Synergistic inhibition of STAT5b-mediated down-regulation by combination of methylsulfonylmethane and tamoxifen

EMSA data showed that the STAT5-DNA binding activity was further down-regulated in the drug-treated group than in the methylsulfonylmethane alone treatment group. This suggests that the downstream target of the STAT5b molecule is synergistically reduced in the co-administered cells. To confirm this hypothesis, the expression of the STAT5b downstream target was studied at both transcription and translation levels. Figure 3a showed mRNA levels in STAT5b and STAT3 downstream targets. Based on these results, the present inventors confirmed reduction of expression of cyclin D1, VEGF, IGF-1 and IGF-1Rβ in a co-administered sample. The level of loading control 18s RNA remained steady in all samples. Similarly, an assessment of the protein level of the STAT5b downstream target showed a significant inhibition of cyclin D1, VEGF, and VEGF-R2. On the other hand, Bax is a marker for an increase in the level of apoptosis, which is upregulated (Figure 3c)

Synergistic inhibition of migration and invasion by concomitant administration of methylsulfonylmethane and tamoxifen

Inhibition of cell migration was confirmed by in vitro wound healing assay using MCF-7 cells. Plates containing scratch wounds were exposed for 24 hours to the drug combination and each drug, and pictures were taken to identify wound anastomosis areas (Fig. 4a). The wound anastomosis area was quantified by Image-J and the relative migration inhibition Respectively. Results showed that migration inhibition was significantly greater in the drug-treated group than in the individual drug treatment groups (Figure 4b, P <0.05 = *, and P <0.01 = **). Substrate metalloproteinases (MMPs) Plays an important role in cell infiltration through the extracellular matrix.
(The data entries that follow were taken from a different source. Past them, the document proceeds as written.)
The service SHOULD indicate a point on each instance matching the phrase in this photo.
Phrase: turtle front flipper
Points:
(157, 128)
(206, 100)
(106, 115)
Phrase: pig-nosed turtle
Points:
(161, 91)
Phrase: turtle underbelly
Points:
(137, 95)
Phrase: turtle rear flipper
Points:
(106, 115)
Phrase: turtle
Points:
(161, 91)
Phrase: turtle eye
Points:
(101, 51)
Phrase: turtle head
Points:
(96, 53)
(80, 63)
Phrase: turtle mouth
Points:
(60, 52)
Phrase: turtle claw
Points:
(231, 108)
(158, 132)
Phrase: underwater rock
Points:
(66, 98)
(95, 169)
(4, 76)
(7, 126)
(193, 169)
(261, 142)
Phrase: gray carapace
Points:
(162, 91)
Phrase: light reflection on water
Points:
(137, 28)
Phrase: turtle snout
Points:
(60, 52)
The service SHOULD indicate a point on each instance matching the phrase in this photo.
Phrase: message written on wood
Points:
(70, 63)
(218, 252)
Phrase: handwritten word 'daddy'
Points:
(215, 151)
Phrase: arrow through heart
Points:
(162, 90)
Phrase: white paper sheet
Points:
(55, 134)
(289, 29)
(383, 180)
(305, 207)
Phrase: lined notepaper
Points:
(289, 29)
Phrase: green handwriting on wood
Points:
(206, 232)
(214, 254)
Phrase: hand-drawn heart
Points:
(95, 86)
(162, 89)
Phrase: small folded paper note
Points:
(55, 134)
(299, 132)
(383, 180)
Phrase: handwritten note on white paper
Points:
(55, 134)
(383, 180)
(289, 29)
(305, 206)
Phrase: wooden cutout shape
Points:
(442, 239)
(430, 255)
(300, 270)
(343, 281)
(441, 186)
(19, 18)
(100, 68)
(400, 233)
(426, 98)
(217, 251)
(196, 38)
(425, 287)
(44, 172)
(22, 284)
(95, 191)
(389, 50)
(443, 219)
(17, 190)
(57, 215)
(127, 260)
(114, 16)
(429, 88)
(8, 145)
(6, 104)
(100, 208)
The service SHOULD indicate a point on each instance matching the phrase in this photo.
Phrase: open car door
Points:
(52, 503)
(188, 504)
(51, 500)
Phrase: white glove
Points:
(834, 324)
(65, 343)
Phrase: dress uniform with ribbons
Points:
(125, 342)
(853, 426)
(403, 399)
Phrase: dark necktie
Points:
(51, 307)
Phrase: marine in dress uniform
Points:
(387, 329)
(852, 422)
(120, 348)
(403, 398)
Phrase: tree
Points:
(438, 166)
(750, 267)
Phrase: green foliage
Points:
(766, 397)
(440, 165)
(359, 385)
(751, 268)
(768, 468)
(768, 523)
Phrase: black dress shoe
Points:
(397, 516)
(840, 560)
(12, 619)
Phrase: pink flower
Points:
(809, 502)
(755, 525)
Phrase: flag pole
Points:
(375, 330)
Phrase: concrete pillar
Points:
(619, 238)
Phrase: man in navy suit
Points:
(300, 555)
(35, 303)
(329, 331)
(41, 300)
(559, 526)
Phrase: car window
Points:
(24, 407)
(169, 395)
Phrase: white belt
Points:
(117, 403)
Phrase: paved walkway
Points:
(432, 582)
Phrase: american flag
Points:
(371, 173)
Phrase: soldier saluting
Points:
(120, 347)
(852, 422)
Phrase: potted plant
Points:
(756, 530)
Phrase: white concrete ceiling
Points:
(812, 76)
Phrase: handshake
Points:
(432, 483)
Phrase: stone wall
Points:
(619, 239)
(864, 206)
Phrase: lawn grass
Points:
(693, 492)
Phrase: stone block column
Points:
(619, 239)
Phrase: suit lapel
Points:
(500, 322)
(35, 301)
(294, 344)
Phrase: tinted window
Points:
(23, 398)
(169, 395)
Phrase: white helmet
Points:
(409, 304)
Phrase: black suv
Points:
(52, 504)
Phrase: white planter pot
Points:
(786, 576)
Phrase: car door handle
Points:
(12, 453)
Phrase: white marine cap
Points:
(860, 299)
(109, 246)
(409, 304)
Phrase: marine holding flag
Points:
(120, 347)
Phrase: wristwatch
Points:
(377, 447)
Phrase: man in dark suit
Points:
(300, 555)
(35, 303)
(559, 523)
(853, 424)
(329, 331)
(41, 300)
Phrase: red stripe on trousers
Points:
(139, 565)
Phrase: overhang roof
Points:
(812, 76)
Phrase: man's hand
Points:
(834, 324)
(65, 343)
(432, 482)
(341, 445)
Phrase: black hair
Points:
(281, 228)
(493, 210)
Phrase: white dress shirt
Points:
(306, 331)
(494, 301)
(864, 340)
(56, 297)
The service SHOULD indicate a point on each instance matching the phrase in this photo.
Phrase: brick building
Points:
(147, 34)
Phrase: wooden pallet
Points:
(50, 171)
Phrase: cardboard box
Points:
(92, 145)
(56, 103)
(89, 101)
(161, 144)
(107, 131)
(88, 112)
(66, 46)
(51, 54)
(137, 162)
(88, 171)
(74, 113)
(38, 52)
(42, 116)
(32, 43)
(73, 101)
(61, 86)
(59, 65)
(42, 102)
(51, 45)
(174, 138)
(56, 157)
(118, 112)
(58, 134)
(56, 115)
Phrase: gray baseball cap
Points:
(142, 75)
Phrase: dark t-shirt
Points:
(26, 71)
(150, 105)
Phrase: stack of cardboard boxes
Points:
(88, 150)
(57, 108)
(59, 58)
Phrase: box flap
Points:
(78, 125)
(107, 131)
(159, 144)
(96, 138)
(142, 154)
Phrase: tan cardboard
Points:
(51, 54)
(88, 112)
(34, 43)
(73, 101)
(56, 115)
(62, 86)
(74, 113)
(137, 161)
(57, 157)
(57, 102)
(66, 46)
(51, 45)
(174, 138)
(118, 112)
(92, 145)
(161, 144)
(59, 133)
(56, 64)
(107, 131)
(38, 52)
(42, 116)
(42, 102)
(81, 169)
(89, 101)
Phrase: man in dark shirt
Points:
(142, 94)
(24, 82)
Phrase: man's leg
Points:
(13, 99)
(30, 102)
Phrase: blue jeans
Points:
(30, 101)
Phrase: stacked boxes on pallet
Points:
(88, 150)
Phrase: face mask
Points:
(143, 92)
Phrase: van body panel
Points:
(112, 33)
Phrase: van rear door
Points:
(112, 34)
FIG. 4E shows the effect of the drug combination in controlling transcription and translation levels in the expression of MMP2, MMP3, and MMP9. Inhibition of MMP expression inhibits the invasion of cancer cells. Infiltration inhibition was confirmed by matrigel infiltration assay (Figure 4c). Matrigel infiltration analysis showed a relatively high level of inhibition in the combination treatment group than in the individual treatment group of drugs (Fig. 4d). Statistical analysis was performed using t-test (P <0.01 = ** And P < 0.001 = ***)

Inhibitory effect of tamoxifen and methylsulfonylmethane on tumor growth

In vivo tumor suppressive activity of the drug combination was evaluated using breast cancer Balb / c nude mice induced by MCF-7 cells. After formation of tumors that could be touched by the hand, the mice were divided into four separate groups and drug administration started. The diameter of tumor mass was measured every 5 days using a digital caliper. Changes in tumor volume were plotted versus days of drug treatment daily. As shown in FIG. 5C, the present inventors observed a tumor volume inhibitory effect on a statistically significant level. Concomitant administration of the drug inhibited tumor growth relatively more. The toxicity of the drug to the total body weight of the mouse was always checked. Comprehensive data on mouse body weight showed no or slight side effects in mice given methylsulfonylmethane and drug combination without weight change. In tamoxifen treated mice, however, there was a slight change in mouse body weight, indicating a toxic effect (Fig. 5b). At the end of the drug treatment schedule, mice were sacrificed and xenotransplantation was cut for further analysis. Morphological analysis by hematoxylin-eosin (H & E) staining showed a relatively high degree of necrosis in the vehicle-treated group (control group) (Figure 5a)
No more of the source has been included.